164 mil crianças e adolescentes foram vítimas de violência sexual no Brasil entre 2021 e 2023

Vítimas mais frequentes foram femininas e negras; dados indicam subnotificação e criticam projetos de lei restritivos ao aborto.

Da Redação
14/08/24 • 09h32

Em 2023, houve uma média de uma ocorrência a cada 8 minutos. (Foto: Freepik)

Entre 2021 e 2023, o Brasil registrou 164.199 casos de violência sexual contra crianças e adolescentes com até 19 anos, conforme revela a segunda edição do relatório “Panorama da Violência Letal e Sexual contra Crianças e Adolescentes no Brasil”.

O estudo, divulgado nesta terça-feira (13) pelo Fundo das Nações Unidas para a Infância (Unicef) e o Fórum Brasileiro de Segurança Pública (FBSP), aponta uma tendência preocupante de crescimento desses casos, com 46.863 ocorrências em 2021, 53.906 em 2022 e 63.430 em 2023. Isso equivale a uma ocorrência a cada oito minutos no último ano.

Os números podem ser ainda maiores, considerando a subnotificação e a falta de dados completos de estados como Acre, Bahia e Pernambuco em alguns dos anos analisados. Segundo um estudo do Instituto de Pesquisa Econômica Aplicada (Ipea), apenas 8,5% dos eventos são reportados às autoridades policiais, o que indica que a verdadeira escala do problema pode ser muito mais grave.

Perfil das vítimas e contexto social

O relatório traça um perfil das vítimas, destacando que 87,3% são do sexo feminino, com a maioria (48,3%) tendo entre 10 e 14 anos. Além disso, 52,8% das vítimas são identificadas como negras. Em todas as faixas etárias, houve aumento nos casos de estupro, com destaque para um crescimento de 23,5% entre crianças de até 4 anos e 17,3% entre aquelas de 5 a 9 anos.

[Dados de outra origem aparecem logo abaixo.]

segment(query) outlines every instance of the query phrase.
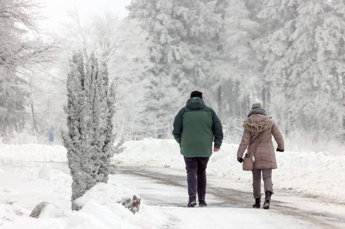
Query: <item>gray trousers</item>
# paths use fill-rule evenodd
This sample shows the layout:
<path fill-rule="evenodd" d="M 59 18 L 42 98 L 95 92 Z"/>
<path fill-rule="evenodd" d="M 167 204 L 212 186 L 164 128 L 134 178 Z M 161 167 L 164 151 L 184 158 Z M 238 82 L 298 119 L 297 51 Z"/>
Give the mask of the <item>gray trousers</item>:
<path fill-rule="evenodd" d="M 261 197 L 261 171 L 262 171 L 262 179 L 264 180 L 265 191 L 269 190 L 273 193 L 272 183 L 272 169 L 258 170 L 253 169 L 252 171 L 253 174 L 253 195 L 254 198 L 258 199 Z"/>

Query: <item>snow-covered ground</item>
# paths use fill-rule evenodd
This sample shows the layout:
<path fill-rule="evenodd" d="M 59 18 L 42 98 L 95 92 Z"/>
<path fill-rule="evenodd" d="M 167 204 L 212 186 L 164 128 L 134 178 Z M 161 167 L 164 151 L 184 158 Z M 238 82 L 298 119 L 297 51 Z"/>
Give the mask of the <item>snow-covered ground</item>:
<path fill-rule="evenodd" d="M 125 145 L 125 151 L 113 159 L 120 166 L 149 167 L 154 171 L 185 175 L 184 161 L 174 141 L 146 139 L 127 142 Z M 250 173 L 242 171 L 236 160 L 237 147 L 225 144 L 220 151 L 214 153 L 207 168 L 208 175 L 211 178 L 209 184 L 250 192 Z M 60 146 L 0 145 L 0 228 L 183 228 L 192 225 L 237 228 L 252 228 L 253 222 L 258 228 L 315 228 L 310 221 L 304 222 L 274 208 L 268 212 L 247 208 L 213 207 L 219 204 L 219 200 L 211 195 L 208 195 L 210 204 L 206 209 L 190 209 L 168 204 L 175 201 L 185 204 L 185 187 L 157 184 L 145 177 L 121 173 L 111 176 L 109 184 L 125 185 L 129 181 L 139 191 L 143 190 L 138 213 L 133 215 L 119 204 L 105 206 L 92 199 L 87 201 L 86 207 L 82 210 L 72 211 L 71 181 L 68 168 L 65 165 L 63 169 L 54 168 L 54 165 L 58 164 L 55 162 L 67 161 L 66 154 L 65 148 Z M 317 210 L 322 207 L 329 209 L 327 211 L 332 214 L 344 211 L 343 204 L 334 203 L 345 203 L 345 157 L 326 153 L 288 151 L 276 155 L 278 168 L 273 174 L 275 188 L 303 192 L 330 204 L 313 202 L 311 198 L 301 203 L 299 197 L 278 194 L 275 195 L 275 199 L 288 200 L 286 206 L 290 207 L 301 205 Z M 29 217 L 31 210 L 42 201 L 53 203 L 64 210 L 57 214 L 48 212 L 39 219 Z M 250 220 L 245 219 L 248 216 Z"/>
<path fill-rule="evenodd" d="M 178 144 L 173 140 L 147 139 L 126 142 L 123 153 L 116 155 L 114 163 L 178 170 L 180 174 L 184 162 Z M 242 170 L 236 160 L 238 145 L 224 143 L 220 151 L 214 152 L 207 168 L 209 175 L 228 178 L 250 184 L 251 173 Z M 326 152 L 277 152 L 278 168 L 273 171 L 274 187 L 303 192 L 339 204 L 345 203 L 345 155 L 333 156 Z M 3 144 L 0 146 L 2 163 L 12 160 L 38 162 L 66 162 L 66 150 L 62 146 L 35 144 Z M 164 169 L 162 168 L 162 169 Z M 173 172 L 173 170 L 166 170 Z M 1 173 L 1 171 L 0 171 Z M 241 181 L 239 182 L 239 181 Z M 236 187 L 233 188 L 236 188 Z"/>
<path fill-rule="evenodd" d="M 176 207 L 169 203 L 172 201 L 185 204 L 185 188 L 123 175 L 111 176 L 109 183 L 124 184 L 129 181 L 136 183 L 143 190 L 148 199 L 142 199 L 139 212 L 133 215 L 120 204 L 109 203 L 103 205 L 99 204 L 98 200 L 92 199 L 86 201 L 80 211 L 72 211 L 69 201 L 69 176 L 61 170 L 50 168 L 53 178 L 46 180 L 39 177 L 41 168 L 49 164 L 22 162 L 1 165 L 3 173 L 0 175 L 2 184 L 0 190 L 0 225 L 4 228 L 252 228 L 253 222 L 255 222 L 255 228 L 259 229 L 319 228 L 274 210 L 269 212 L 251 208 L 217 207 L 219 201 L 211 195 L 208 195 L 210 206 L 207 208 Z M 65 167 L 62 169 L 67 169 L 66 165 Z M 60 188 L 57 189 L 56 187 Z M 145 204 L 152 199 L 162 204 Z M 58 210 L 48 209 L 38 219 L 29 217 L 34 206 L 43 201 L 61 208 Z M 245 220 L 248 216 L 250 220 Z"/>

Meninas de até 19 anos têm sete vezes mais chances de serem vítimas de violência sexual em comparação com meninos da mesma faixa etária. O estudo também mostra que 67% das meninas são violentadas dentro de casa, e em 85,1% dos casos, o autor do crime é alguém conhecido da vítima.

Críticas a propostas legislativas

O relatório critica duramente o Projeto de Lei 1904/2024, que tramita na Câmara dos Deputados e prevê que o aborto realizado acima de 22 semanas de gestação, em qualquer situação, passe a ser considerado homicídio, inclusive no caso de gravidez resultante de estupro. Os analistas alertam que essa medida pode impor a milhares de meninas a “pena de uma gravidez infantil e indesejada”, agravando ainda mais o trauma já sofrido.

O estudo ressalta a falta de discernimento de muitas crianças para reconhecer a violência sexual, o que pode resultar em estupros consecutivos não detectados até que uma gravidez ocorra, destacando a necessidade urgente de políticas públicas mais eficazes para a proteção e apoio às vítimas.